There are a lot of flashbacks. Some of the flashbacks are: Annie encounters her father in the bathroom two weeks after the funeral of her father’s death, another is where she sees him in a train towards Belfast, and two months before her brother Robbie dies, and so forth. The point the of the flashbacks aren’t the content of the them but rather more about the amount of flashbacks there are. The effect of the jumpy composition is to make the story: more fast paced, intensifying the excitement and the mystery of why she keeps seeing her dead father.Religion isn’t the only thing that makes an appearance in the story, but the supernatural.

Annie has a great amount to deal with; the religious war between the Catholics and Protestants, and the haunting of her father.
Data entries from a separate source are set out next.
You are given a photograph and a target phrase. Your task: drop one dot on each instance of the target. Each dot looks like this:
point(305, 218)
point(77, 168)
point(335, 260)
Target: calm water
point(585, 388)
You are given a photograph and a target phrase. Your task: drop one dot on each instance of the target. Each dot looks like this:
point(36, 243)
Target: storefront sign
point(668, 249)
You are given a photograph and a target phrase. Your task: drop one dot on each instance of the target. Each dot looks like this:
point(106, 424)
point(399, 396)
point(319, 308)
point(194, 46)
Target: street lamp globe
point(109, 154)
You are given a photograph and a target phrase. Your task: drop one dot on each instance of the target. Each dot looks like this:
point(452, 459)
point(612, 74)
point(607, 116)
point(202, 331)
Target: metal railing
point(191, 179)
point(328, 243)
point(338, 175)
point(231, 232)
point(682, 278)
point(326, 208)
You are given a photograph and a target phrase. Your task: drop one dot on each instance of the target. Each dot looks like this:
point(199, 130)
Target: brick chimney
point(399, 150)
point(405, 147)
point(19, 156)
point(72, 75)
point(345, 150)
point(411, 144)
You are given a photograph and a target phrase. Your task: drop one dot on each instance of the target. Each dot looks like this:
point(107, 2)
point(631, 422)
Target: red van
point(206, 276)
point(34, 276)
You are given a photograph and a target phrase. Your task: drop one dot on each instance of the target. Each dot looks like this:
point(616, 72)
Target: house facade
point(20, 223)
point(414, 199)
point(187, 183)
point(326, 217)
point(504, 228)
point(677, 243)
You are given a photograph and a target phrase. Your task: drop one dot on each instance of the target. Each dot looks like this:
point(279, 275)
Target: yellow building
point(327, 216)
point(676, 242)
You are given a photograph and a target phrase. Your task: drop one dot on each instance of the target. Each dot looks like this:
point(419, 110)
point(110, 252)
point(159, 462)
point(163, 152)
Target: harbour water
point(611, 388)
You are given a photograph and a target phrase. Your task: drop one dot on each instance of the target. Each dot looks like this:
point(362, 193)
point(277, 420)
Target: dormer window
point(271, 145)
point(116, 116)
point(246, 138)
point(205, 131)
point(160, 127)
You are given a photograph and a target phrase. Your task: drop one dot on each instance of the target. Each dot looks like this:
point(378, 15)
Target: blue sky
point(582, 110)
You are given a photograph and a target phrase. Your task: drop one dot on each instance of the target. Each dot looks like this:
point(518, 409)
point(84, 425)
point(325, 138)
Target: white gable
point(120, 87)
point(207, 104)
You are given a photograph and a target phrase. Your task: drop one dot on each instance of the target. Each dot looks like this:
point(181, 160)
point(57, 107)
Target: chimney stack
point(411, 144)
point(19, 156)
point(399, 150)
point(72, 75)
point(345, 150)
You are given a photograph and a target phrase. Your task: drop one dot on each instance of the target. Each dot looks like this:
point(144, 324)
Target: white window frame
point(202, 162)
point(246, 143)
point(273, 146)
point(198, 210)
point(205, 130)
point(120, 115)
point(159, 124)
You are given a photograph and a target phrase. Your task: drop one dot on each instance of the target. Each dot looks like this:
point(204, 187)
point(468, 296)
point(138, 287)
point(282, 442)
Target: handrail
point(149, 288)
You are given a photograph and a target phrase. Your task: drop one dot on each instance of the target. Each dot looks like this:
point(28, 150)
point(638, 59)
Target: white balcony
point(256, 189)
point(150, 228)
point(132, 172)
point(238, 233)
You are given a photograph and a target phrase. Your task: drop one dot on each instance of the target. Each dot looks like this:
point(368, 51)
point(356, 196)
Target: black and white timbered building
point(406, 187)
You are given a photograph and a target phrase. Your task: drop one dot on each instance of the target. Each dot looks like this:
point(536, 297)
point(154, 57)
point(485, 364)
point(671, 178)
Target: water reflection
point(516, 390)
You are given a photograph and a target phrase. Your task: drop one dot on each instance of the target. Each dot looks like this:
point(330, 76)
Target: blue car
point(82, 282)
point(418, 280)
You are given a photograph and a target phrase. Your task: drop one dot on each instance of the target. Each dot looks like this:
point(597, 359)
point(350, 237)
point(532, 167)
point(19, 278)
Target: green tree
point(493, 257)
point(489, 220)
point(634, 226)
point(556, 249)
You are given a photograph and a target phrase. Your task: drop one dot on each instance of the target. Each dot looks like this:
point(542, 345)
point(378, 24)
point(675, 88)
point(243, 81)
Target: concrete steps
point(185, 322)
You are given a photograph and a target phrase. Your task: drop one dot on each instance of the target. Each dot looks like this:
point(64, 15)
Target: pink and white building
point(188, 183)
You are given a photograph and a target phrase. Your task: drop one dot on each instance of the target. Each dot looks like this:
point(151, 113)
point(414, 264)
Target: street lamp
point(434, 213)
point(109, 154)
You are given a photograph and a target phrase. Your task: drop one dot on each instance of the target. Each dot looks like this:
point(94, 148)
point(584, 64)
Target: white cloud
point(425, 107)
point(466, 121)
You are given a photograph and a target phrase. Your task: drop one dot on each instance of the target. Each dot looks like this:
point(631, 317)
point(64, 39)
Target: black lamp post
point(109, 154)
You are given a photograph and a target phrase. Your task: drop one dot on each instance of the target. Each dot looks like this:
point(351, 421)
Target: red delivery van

The use of these supernatural events are symbolic and postmodernist. Symbolic because her dead father is trying to help her accept her death. The encounters with her dad are supposed to help her accept that he’s gone, as well as her brother and mother. He’s there to help her accept that there are never coming back, and that there nothing to do about it.

I would also say that is symbolic because of how there are suggestions that death isn’t the end, that there is an afterlife opposed to that religious beliefs of places considering heaven and hell. Death is an obvious theme. Which you can see from the first line of the story where the narrator announces seeing her dead father in the bathroom.

Annie, the only family who is still alive. Her brother was killed as a 17-year-old, a casualty of the religious conflict in Northern Ireland. Six months after her mother dies, due to depression caused by her son’s dead. The fact some of her encounters with her dead father, is of him grieving and dealing with death of his son and wife is symbolic.

It’s suggesting that both living and dead have a hard time of letting go of each other; that accepting death of loved ones is gradual process. The supernatural is postmodernist, because the way the author reacts towards her dead father appearing often around here, isn’t perceived as out of the ordinary, but rather perceived as a natural event that happens often. That is a common thing that the dad shows up out of nowhere. He’s not described as a ghost: white and transparent, but his living self.

“His skin was more yellow maybe; more so at the nicotine-stained finger tips. “Are they treating you well?” I asked him. “So, so. The food’s not great. Nothing seems to have much of a taste.

” Even the conversations between them, when her father was alive, was natural and similar. “He’ll never set foot on my farm,’ he said. ‘He’s a Maths teacher, Daddy. He doesn’t want your farm.

‘ ‘He says that now,’ he grunted.”. This portrait of her father, preserving all of his traits and opinion makes her perception of him; humane, which is way for her to make the death of him more acceptable.Compared to stories from the Victorian era, where the supernatural is more horror like and out of the ordinary.